Спирт помещался в медном шаре; если повернуть винт, спирт просачивался в черный желобок. Надо было чуть-чуть выпустить, завинтить опять и поднести спичку. Загорался мягкий желтоватый огонь, плавал в желобке, постепенно умирал, и тогда следовало открыть кран вторично, и с громким стуком — под чугунной подставкой, где с видом жертвы стоял высокий жестяной чайник с родимым пятном на боку, — вспыхивал уже совсем другой, матово-голубой огонь, зубчатая голубая корона. Как и почему все это происходило. Лев не знал, да этим и не интересовался. Он слепо следовал наставлениям хозяйки. Серафим сперва смотрел на возню со спиртовкой через плечо, поскольку ему это позволяла тучность, — а потом встал, подошел, и некоторое время они говорили о машинке, Серафим объяснил ее устройство и нежно повертел винт.

— Ну, как живешь? — спросил он, снова погружаясь в тесное кресло.

— Да вот — как видишь, — ответил Лев. — Сейчас будет чай.

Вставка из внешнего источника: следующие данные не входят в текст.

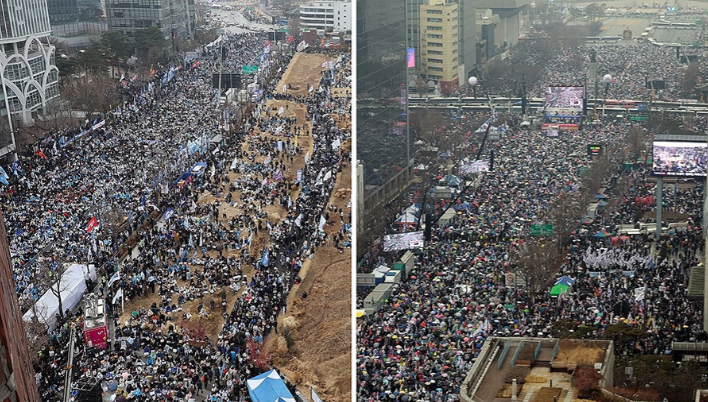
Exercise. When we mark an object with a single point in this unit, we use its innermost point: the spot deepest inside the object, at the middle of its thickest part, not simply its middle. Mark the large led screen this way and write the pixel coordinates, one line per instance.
(564, 101)
(403, 241)
(679, 158)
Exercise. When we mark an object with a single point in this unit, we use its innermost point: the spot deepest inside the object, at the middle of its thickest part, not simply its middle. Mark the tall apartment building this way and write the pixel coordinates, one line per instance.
(383, 143)
(175, 18)
(27, 67)
(466, 39)
(439, 44)
(335, 15)
(61, 11)
(17, 383)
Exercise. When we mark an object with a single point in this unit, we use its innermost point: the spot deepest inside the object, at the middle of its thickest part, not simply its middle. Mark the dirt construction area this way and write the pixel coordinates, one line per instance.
(320, 355)
(318, 313)
(305, 69)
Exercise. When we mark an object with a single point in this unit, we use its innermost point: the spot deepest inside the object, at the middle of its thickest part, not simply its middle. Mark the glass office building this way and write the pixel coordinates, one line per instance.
(27, 66)
(61, 11)
(383, 143)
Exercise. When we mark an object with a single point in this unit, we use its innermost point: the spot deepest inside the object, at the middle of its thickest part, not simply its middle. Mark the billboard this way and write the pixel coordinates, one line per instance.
(673, 158)
(563, 101)
(474, 167)
(403, 241)
(594, 149)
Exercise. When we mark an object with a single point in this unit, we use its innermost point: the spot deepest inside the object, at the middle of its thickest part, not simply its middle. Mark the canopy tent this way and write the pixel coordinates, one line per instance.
(565, 280)
(452, 181)
(72, 287)
(413, 209)
(562, 285)
(407, 219)
(603, 233)
(268, 387)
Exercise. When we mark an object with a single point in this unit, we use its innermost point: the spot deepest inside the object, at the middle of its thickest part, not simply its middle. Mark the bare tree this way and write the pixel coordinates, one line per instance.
(56, 116)
(95, 93)
(37, 337)
(424, 122)
(51, 274)
(536, 263)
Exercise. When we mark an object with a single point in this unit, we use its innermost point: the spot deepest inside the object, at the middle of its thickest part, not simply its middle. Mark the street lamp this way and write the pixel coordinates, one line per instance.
(473, 83)
(606, 79)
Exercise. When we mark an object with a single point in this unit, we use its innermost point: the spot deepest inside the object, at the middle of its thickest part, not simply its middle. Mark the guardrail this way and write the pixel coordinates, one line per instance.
(538, 351)
(555, 350)
(516, 354)
(503, 355)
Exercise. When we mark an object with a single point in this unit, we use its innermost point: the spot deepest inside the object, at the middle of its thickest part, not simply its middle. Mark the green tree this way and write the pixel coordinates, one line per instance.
(116, 43)
(623, 335)
(93, 58)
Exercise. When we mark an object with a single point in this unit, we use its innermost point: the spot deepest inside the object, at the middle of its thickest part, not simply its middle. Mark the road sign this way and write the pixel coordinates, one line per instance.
(249, 69)
(541, 230)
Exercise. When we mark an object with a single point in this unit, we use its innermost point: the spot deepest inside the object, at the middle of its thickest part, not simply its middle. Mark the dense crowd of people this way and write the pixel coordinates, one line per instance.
(139, 165)
(422, 341)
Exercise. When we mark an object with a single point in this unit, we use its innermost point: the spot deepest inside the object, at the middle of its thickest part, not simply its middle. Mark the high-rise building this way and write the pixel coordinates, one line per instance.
(27, 70)
(439, 47)
(61, 11)
(175, 18)
(334, 15)
(383, 142)
(17, 382)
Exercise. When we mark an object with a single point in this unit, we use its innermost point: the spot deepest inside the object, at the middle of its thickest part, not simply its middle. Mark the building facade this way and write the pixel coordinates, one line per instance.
(17, 383)
(383, 141)
(61, 11)
(27, 66)
(465, 39)
(175, 18)
(327, 16)
(439, 44)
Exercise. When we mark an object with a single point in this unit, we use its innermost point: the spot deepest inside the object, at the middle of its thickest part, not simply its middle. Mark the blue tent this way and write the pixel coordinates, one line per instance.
(268, 387)
(565, 280)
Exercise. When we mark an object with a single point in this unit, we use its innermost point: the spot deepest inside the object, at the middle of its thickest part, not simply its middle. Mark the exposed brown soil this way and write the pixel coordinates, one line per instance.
(321, 353)
(305, 69)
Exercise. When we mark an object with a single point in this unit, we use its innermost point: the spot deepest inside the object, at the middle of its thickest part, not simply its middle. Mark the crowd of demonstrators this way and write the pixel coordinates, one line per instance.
(420, 344)
(632, 68)
(193, 251)
(118, 167)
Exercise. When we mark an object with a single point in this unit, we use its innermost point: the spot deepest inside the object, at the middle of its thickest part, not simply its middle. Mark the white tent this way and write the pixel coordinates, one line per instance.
(71, 288)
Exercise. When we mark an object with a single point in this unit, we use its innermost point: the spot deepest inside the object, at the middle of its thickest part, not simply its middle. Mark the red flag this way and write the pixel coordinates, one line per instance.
(92, 224)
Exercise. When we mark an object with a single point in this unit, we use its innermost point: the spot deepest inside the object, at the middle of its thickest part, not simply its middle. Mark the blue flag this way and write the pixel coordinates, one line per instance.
(265, 259)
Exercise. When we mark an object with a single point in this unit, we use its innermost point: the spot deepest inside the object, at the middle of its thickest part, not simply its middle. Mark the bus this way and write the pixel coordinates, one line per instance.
(95, 324)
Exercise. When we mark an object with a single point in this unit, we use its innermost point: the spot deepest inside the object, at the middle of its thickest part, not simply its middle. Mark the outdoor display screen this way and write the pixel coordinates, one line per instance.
(474, 167)
(403, 241)
(594, 149)
(564, 101)
(679, 158)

Если ты голоден, у меня есть колбаса.

Серафим отказался, обстоятельно высморкался и заговорил о Берлине.

— Перещеголяли Америку, — сказал он. — Какое движение на улицах. Город изменился чрезвычайно. Я, знаешь, приезжал сюда в двадцать четвертом году.

— Я тогда жил в Праге, — сказал Лев.

— Вот как, — сказал Серафим.

Молчание. Оба смотрели на чайник, точно ожидая от него чуда.

— Скоро закипит, — сказал Лев. — Возьми пока этих карамелек.

Серафим взял, у него задвигалась левая щека. Лев все не решался сесть: сесть значило расположиться к беседе, — он предпочитал стоять или слоняться между кроватью и столом. На бесцветном ковре было рассыпано несколько хвойных игл. Вдруг легкое шипение прекратилось.

— Потух немец, — сказал Серафим.

— Это мы сейчас, — заторопился Лев, — это мы сейчас.

Но спирта в бутылке больше не оказалось. «Какая история… Я, знаешь, попрошу у хозяйки».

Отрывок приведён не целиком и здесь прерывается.